By now, Hilary Mould had no doubts left. Nurd was right.
“The engine,” said Hilary Mould as the dreadfulness of his fate became clear to him. “The engine must be turned off.”
“How?” said Nurd.
But before Hilary Mould could reply, his lower jaw dropped to the floor. He knelt to retrieve it, but his left leg shattered below the knee and he toppled sideways. Samuel ran to him. He was thinking of Crudford. If Crudford could find Mrs. Abernathy’s heart and steal it away, the force powering the engine would be gone, and the Shadows would not be able to escape from their world into this one.

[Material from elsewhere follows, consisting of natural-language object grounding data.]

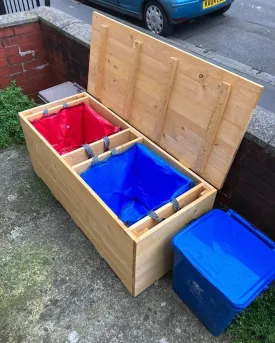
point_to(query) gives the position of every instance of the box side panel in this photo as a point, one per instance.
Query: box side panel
(101, 228)
(154, 255)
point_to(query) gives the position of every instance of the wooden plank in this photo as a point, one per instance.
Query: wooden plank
(153, 248)
(165, 97)
(69, 202)
(101, 61)
(55, 109)
(167, 210)
(81, 167)
(53, 104)
(212, 129)
(193, 98)
(116, 238)
(79, 155)
(132, 79)
(108, 114)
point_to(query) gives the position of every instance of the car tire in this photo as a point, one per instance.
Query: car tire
(159, 22)
(221, 10)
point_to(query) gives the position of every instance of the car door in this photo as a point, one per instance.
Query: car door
(130, 5)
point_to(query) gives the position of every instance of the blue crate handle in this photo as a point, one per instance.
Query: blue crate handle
(268, 241)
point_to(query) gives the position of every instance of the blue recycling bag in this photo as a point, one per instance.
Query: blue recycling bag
(135, 182)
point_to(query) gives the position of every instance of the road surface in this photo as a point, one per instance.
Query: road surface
(243, 40)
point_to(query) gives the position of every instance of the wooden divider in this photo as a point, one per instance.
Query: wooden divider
(79, 155)
(53, 104)
(55, 109)
(81, 167)
(167, 210)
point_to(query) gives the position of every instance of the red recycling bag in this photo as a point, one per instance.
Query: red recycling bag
(71, 127)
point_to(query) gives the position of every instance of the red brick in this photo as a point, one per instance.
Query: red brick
(6, 32)
(4, 81)
(10, 70)
(32, 73)
(22, 39)
(3, 62)
(35, 46)
(10, 51)
(22, 29)
(35, 63)
(16, 59)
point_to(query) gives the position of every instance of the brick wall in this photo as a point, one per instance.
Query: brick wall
(69, 59)
(250, 187)
(23, 58)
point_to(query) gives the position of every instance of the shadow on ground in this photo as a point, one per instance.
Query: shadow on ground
(55, 287)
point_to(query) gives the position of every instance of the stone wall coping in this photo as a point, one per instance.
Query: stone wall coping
(261, 129)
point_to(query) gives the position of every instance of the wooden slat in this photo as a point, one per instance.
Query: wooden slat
(81, 167)
(79, 155)
(132, 79)
(53, 104)
(55, 109)
(179, 122)
(101, 61)
(165, 97)
(212, 129)
(167, 210)
(110, 236)
(114, 118)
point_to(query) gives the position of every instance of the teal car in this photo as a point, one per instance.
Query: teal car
(160, 16)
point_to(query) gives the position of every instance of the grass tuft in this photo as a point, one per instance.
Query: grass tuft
(12, 101)
(257, 323)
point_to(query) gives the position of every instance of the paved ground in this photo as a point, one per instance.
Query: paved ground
(55, 288)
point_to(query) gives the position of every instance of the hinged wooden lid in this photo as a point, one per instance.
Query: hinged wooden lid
(193, 109)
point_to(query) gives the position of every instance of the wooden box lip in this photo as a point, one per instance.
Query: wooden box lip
(37, 112)
(212, 157)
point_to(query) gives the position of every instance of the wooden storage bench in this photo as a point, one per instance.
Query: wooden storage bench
(187, 111)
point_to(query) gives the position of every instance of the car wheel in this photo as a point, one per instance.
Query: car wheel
(221, 10)
(156, 19)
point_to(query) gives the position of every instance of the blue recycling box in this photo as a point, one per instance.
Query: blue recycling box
(221, 264)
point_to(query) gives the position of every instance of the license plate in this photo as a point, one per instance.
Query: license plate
(211, 3)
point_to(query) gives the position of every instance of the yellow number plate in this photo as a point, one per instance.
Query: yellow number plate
(211, 3)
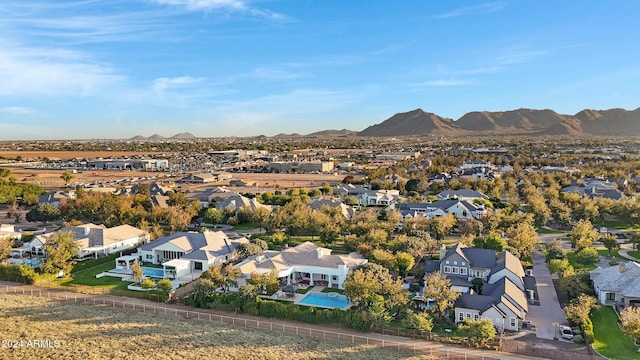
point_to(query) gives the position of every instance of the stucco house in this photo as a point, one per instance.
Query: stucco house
(617, 285)
(94, 240)
(191, 250)
(506, 290)
(305, 263)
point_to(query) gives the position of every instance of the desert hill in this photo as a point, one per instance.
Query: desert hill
(520, 121)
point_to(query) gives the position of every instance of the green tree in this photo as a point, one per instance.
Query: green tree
(478, 331)
(5, 248)
(165, 285)
(522, 237)
(610, 241)
(147, 283)
(66, 176)
(136, 271)
(583, 235)
(60, 248)
(578, 311)
(404, 262)
(558, 266)
(421, 321)
(43, 213)
(630, 319)
(438, 288)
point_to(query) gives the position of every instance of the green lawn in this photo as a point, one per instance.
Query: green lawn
(609, 340)
(619, 225)
(614, 253)
(326, 290)
(247, 226)
(88, 277)
(634, 253)
(542, 230)
(571, 256)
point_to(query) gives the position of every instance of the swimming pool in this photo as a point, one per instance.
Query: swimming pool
(330, 300)
(152, 272)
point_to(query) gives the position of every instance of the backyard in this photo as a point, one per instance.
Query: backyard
(609, 340)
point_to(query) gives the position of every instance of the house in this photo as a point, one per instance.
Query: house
(94, 240)
(306, 263)
(462, 210)
(192, 250)
(595, 188)
(506, 289)
(617, 285)
(319, 202)
(462, 195)
(56, 198)
(238, 201)
(378, 197)
(201, 178)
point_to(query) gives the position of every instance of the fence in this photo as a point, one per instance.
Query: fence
(437, 351)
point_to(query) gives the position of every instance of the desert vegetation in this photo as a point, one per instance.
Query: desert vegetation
(91, 332)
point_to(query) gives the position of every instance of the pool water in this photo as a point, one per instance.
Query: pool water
(330, 300)
(151, 272)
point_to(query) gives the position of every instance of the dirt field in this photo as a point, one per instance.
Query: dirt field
(77, 331)
(66, 155)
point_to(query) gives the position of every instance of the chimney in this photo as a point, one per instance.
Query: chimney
(622, 267)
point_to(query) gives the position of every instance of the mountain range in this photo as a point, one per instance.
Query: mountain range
(515, 122)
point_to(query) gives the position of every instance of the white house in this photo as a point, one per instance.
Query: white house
(95, 240)
(306, 263)
(618, 285)
(195, 251)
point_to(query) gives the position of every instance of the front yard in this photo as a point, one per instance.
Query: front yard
(609, 340)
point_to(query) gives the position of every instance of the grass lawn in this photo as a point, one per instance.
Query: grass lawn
(326, 290)
(609, 340)
(614, 253)
(542, 230)
(634, 253)
(247, 226)
(304, 291)
(571, 256)
(88, 277)
(619, 225)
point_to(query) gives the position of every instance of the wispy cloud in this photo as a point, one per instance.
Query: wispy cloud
(441, 83)
(485, 8)
(45, 71)
(17, 110)
(160, 85)
(228, 6)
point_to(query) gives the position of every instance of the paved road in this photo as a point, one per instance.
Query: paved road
(549, 310)
(375, 337)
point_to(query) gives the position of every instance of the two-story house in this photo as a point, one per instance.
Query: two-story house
(505, 291)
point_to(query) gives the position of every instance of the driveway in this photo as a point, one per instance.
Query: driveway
(549, 311)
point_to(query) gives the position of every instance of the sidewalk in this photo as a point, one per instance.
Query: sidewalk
(323, 331)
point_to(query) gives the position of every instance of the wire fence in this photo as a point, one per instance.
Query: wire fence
(436, 351)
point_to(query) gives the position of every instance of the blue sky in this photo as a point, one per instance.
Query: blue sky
(77, 69)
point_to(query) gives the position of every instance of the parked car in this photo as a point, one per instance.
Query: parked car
(566, 332)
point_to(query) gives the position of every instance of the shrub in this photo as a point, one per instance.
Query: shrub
(578, 339)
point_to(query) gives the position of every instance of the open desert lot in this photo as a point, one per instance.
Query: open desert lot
(93, 332)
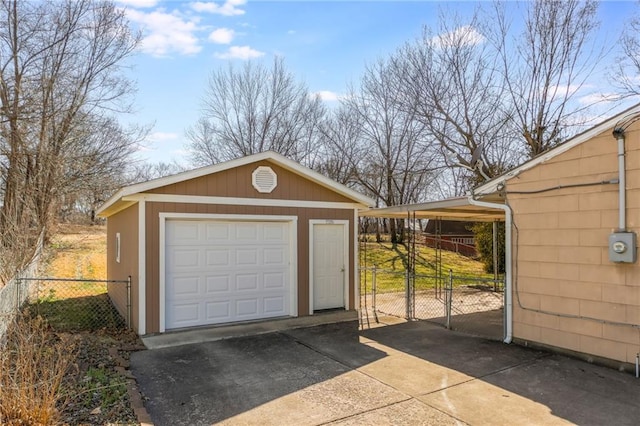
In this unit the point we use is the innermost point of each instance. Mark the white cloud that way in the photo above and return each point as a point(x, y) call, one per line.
point(564, 90)
point(596, 98)
point(466, 36)
point(162, 136)
point(166, 33)
point(240, 52)
point(139, 3)
point(327, 95)
point(228, 8)
point(222, 36)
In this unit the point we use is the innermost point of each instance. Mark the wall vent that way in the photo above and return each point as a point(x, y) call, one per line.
point(264, 179)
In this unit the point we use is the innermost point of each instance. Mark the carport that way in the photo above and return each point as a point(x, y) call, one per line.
point(442, 301)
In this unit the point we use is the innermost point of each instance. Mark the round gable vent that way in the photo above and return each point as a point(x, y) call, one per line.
point(264, 179)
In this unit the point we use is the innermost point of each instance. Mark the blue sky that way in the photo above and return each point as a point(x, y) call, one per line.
point(326, 44)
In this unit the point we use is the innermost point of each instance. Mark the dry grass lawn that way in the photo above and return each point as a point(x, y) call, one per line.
point(78, 251)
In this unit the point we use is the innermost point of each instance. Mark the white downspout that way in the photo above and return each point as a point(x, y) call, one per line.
point(508, 281)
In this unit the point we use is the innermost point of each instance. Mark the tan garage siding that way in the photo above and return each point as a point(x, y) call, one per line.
point(567, 293)
point(153, 211)
point(125, 223)
point(236, 183)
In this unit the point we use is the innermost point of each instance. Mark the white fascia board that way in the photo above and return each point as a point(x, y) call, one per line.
point(262, 202)
point(492, 186)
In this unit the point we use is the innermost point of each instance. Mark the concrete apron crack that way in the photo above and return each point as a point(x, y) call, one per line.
point(492, 373)
point(408, 397)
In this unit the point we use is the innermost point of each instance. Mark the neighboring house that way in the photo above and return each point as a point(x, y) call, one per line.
point(453, 235)
point(253, 238)
point(569, 289)
point(572, 280)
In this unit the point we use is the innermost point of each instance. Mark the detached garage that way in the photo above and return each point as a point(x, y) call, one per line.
point(254, 238)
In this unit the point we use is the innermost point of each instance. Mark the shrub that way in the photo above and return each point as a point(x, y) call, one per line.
point(33, 362)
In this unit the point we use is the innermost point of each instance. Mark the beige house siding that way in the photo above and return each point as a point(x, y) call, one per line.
point(236, 183)
point(125, 223)
point(567, 293)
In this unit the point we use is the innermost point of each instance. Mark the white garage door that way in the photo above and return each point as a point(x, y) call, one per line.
point(224, 271)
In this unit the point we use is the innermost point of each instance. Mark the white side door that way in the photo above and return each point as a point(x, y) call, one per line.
point(329, 265)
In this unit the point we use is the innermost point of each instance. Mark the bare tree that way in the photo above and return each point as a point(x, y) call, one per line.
point(340, 148)
point(627, 67)
point(255, 109)
point(384, 146)
point(451, 82)
point(552, 59)
point(60, 79)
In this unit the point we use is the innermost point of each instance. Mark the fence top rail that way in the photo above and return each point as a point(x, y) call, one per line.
point(72, 280)
point(454, 277)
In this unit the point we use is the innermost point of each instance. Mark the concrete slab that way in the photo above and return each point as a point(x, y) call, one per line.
point(407, 373)
point(213, 333)
point(347, 395)
point(410, 413)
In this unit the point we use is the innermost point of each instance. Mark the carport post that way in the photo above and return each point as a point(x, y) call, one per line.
point(508, 295)
point(448, 298)
point(495, 256)
point(407, 294)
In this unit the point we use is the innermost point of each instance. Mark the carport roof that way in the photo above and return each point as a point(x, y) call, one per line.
point(458, 208)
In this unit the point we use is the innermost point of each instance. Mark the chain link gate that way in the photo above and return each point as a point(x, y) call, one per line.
point(469, 304)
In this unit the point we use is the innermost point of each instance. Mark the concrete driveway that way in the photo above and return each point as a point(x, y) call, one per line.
point(405, 374)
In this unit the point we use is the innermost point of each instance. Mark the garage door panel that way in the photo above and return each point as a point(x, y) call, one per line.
point(276, 232)
point(217, 284)
point(219, 232)
point(218, 257)
point(247, 231)
point(234, 271)
point(247, 308)
point(247, 282)
point(184, 313)
point(219, 311)
point(185, 287)
point(273, 256)
point(247, 256)
point(274, 305)
point(274, 281)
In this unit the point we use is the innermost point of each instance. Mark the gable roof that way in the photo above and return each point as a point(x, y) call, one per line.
point(110, 206)
point(491, 186)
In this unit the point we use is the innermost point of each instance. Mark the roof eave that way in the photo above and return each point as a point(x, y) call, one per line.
point(492, 186)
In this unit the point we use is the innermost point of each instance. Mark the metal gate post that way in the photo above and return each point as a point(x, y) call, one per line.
point(407, 295)
point(373, 288)
point(129, 301)
point(448, 297)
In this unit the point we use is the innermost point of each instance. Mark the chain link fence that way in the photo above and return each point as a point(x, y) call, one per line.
point(15, 293)
point(469, 304)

“Where is the heart, Mr. Mould?” said Samuel. “Tell us, please!”
Hilary Mould had only one finger left. He slowly unbent it from his fist, but before he could point it the grotto behind him began to fall apart. Samuel barely had time to get out of the way before the heavy stones fell on Hilary Mould, turning him to dust.
Samuel’s ears rang from the sound of the clashing stones. His eyes and mouth were filled with dry matter, some of it almost certainly bits of Hilary Mould. He spat them out.
There was a thumping noise in his head: the beating of a heart that was not his own. It was almost as though Mrs. Abernathy had already entered him, just as Hilary Mould had threatened. He tried to find the source of the sound. It was coming from the group of humans and nonhumans nearby.
It was coming from inside one of them.
The others seemed to realize it at the same time as Samuel. Slowly they moved away from one another—watching, listening—before grouping together again as they narrowed down the source, until at last a single figure was left standing alone, and the identity of Mrs. Abernathy’s host was revealed.